Station terminus, l’Irak ?

Pas pour Abdullah.

En raison de son dévouement à l’EI, il ne peut pas être renvoyé. Sa vie serait mise en danger. En Irak, Abdullah risquerait la torture, voire la peine de mort. La Suisse respecte le principe de non-refoulement.

Retour impossible

Le principe de non-refoulement est ancré dans la Constitution fédérale suisse et le droit international public. Il interdit de renvoyer une personne dans un pays où cette dernière risque la torture ou encore une peine ou des traitements dégradants, voire inhumains. Afin de faire appliquer ce principe, la personne concernée doit apporter suffisamment d’éléments attestant qu’elle s’expose à de tels risques dans le pays de destination.

Abdullah reste donc ici et continue de représenter une menace pour la Suisse. Il veut prêcher, rassembler autour de lui des partisans de son idéologie. C’est ainsi qu’il entre en contact avec Albin*, un winterthourois condamné après son retour de Syrie. Autrement dit, un « revenant ». Leur rencontre donne naissance à des projets communs.

À la fin de l’été de 2021, les djihadistes de Suisse orientale s’associent. Ils se rendent ensemble à un mariage. Des anciens membres de la mosquée An’Nur, qui a été fermée, figurent sur la liste des invités.

Leurs rencontres se multiplient. Si Albin est au cœur de l’action, il n’y a cependant aucune trace d’Abdullah.

Mais les apparences sont trompeuses.
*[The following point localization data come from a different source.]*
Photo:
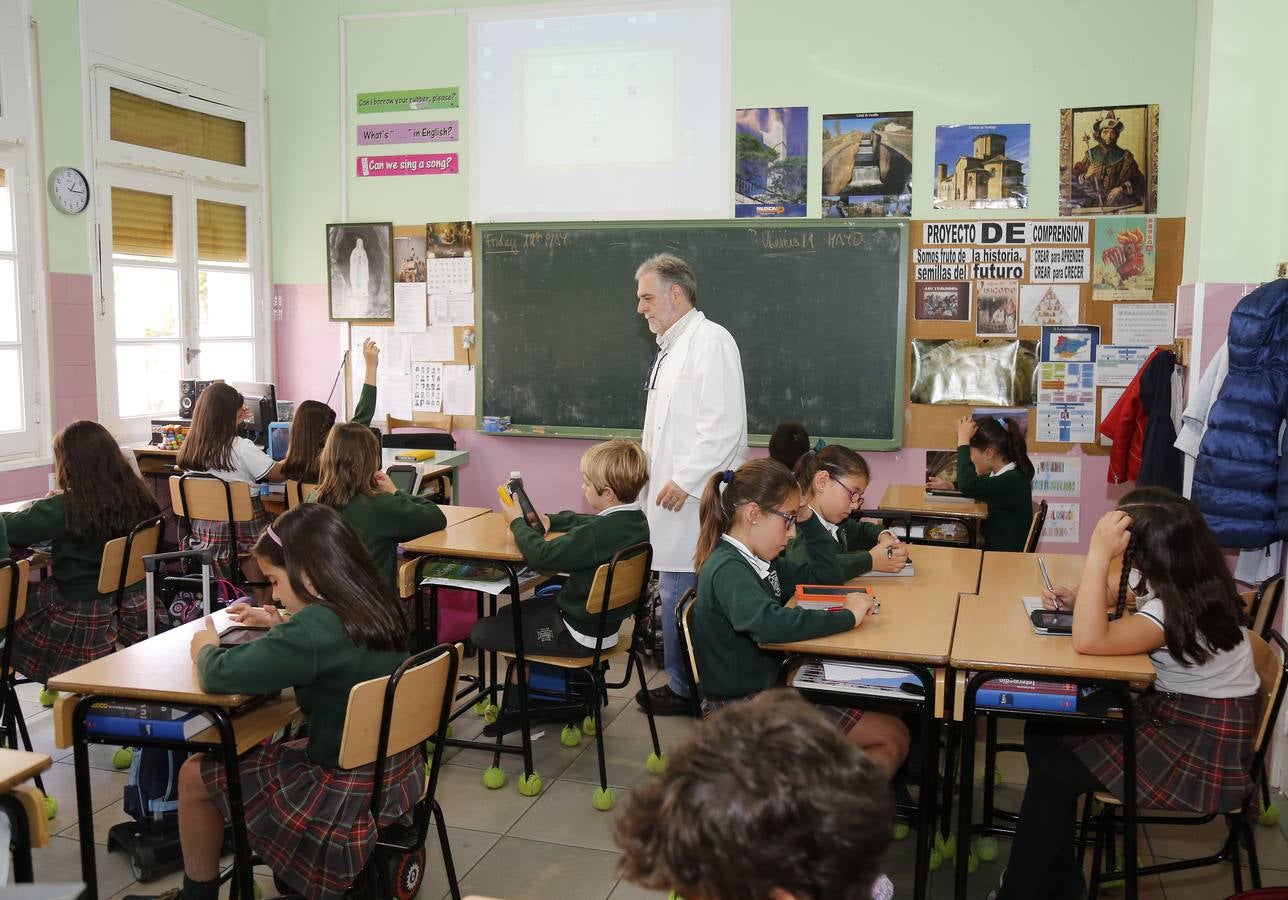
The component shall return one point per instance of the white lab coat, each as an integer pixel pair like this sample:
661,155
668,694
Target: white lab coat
694,425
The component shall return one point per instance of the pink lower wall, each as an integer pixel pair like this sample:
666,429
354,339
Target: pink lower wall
304,339
71,317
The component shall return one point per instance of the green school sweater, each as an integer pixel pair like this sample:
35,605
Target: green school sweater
590,541
76,563
854,540
736,610
384,519
1009,497
309,652
366,407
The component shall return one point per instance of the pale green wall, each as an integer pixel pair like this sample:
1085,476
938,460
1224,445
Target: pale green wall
1002,62
63,112
1238,202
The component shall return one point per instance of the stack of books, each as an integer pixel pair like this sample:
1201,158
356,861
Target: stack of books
1028,694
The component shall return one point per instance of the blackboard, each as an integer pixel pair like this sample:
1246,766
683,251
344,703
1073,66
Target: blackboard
817,309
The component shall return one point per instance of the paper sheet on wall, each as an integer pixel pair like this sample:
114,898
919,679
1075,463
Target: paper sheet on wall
451,308
1061,523
410,309
459,390
1144,323
1056,475
426,386
434,343
1108,399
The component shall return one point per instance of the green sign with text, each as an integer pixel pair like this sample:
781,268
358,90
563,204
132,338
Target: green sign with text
398,101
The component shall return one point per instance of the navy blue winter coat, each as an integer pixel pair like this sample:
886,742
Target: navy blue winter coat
1240,482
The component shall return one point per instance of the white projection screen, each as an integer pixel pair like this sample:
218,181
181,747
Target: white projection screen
584,113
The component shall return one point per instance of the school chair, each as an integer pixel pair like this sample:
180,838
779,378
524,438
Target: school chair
387,716
1031,542
1271,670
298,492
433,431
684,625
13,607
620,583
200,496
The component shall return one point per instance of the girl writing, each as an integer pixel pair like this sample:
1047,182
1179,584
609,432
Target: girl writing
993,466
747,518
307,819
1194,729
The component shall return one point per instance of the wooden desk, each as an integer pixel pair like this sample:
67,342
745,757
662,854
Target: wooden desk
994,637
25,807
915,627
161,670
913,502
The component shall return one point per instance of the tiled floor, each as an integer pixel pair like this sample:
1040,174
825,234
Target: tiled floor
555,845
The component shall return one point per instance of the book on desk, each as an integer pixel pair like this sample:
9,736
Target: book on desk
135,719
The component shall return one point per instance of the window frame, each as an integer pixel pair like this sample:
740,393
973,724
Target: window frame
187,179
21,156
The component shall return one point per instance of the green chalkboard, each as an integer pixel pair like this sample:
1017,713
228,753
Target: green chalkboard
817,309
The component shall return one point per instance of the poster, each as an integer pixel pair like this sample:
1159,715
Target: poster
867,164
942,301
426,386
770,150
982,166
1117,365
1125,255
1049,304
1109,160
361,272
1069,344
1056,475
997,304
1061,523
1144,323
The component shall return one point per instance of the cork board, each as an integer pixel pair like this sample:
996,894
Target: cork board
934,425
Abdullah s’appelle désormais Isaiah*. Il a changé d’identité. Un nouveau nom, de nouveaux amis – mais toujours la même dangerosité.

Afin de garder la menace sous contrôle, la coopération nationale et internationale tout comme l’échange d’informations sont plus nécessaires que jamais. Également avec des autorités non policières. C’est ainsi que les milieux politiques, le Service de renseignement de la Confédération (SRC), le Secrétariat d’État aux migrations (SEM), fedpol et la police cantonale schaffhousoise sont tous en communication autour du cas d’Abdullah.
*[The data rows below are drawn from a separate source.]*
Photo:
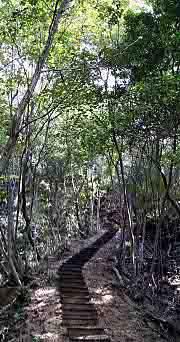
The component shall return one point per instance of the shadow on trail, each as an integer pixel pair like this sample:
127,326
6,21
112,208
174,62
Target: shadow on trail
79,315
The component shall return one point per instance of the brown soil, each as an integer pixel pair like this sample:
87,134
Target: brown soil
41,317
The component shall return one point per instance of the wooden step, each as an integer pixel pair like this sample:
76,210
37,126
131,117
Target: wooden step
72,285
78,322
80,313
75,300
81,306
91,338
73,290
85,331
79,316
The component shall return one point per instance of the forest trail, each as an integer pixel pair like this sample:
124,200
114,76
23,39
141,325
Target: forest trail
82,303
79,315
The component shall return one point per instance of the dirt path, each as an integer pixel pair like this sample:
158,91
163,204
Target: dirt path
41,318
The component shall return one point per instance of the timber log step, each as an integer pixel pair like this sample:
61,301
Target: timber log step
78,313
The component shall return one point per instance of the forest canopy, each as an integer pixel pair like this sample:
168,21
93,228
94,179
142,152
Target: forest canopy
89,105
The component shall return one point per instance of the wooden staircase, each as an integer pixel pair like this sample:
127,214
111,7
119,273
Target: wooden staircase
79,314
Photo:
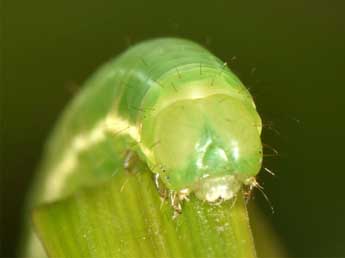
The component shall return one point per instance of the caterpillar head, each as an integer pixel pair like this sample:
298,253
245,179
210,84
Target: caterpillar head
209,145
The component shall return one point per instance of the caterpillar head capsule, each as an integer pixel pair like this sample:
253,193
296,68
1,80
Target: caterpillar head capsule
209,145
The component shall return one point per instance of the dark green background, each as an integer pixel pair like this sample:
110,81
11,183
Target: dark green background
290,53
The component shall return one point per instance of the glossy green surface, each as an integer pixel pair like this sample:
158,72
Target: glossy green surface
211,137
171,102
126,218
136,88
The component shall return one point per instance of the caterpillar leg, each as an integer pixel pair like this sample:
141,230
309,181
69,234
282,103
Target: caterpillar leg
175,197
131,161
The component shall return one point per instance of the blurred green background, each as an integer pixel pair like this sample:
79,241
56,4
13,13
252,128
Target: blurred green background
291,54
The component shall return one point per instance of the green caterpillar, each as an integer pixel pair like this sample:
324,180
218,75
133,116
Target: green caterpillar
176,106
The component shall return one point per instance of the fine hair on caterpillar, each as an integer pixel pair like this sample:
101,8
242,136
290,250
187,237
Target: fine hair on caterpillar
178,108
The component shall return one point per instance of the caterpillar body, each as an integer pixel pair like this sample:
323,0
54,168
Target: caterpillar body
174,104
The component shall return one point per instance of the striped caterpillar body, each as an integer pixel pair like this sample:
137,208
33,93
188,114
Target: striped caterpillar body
174,104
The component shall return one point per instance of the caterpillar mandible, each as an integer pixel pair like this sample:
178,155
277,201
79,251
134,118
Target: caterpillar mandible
174,104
Une question se pose : comment procéder ensuite ?

Une réponse possible, afin de gérer des terroristes potentiels, est l’application de la loi sur les mesures policières de lutte contre le terrorisme (MPT) et des mesures préventives correspondantes. Une loi acceptée par le peuple suisse.

Mesures policières de lutte contre le terrorisme (MPT)

La loi MPT permet à la police d’intervenir avant qu’une infraction ne soit commise. En vertu de cette nouvelle législation, la personne visée peut être obligée à participer à des entretiens ou à se présenter régulièrement auprès d’une autorité. Elle peut également se voir interdire de quitter le territoire suisse, de contacter certaines personnes ou d’entrer dans un périmètre donné. En dernier recours, elle peut faire l’objet d’une assignation à résidence.

Le but de la MPT ? Éviter le pire, comme dans le cas d’Abdullah, et préserver la sécurité de la Suisse.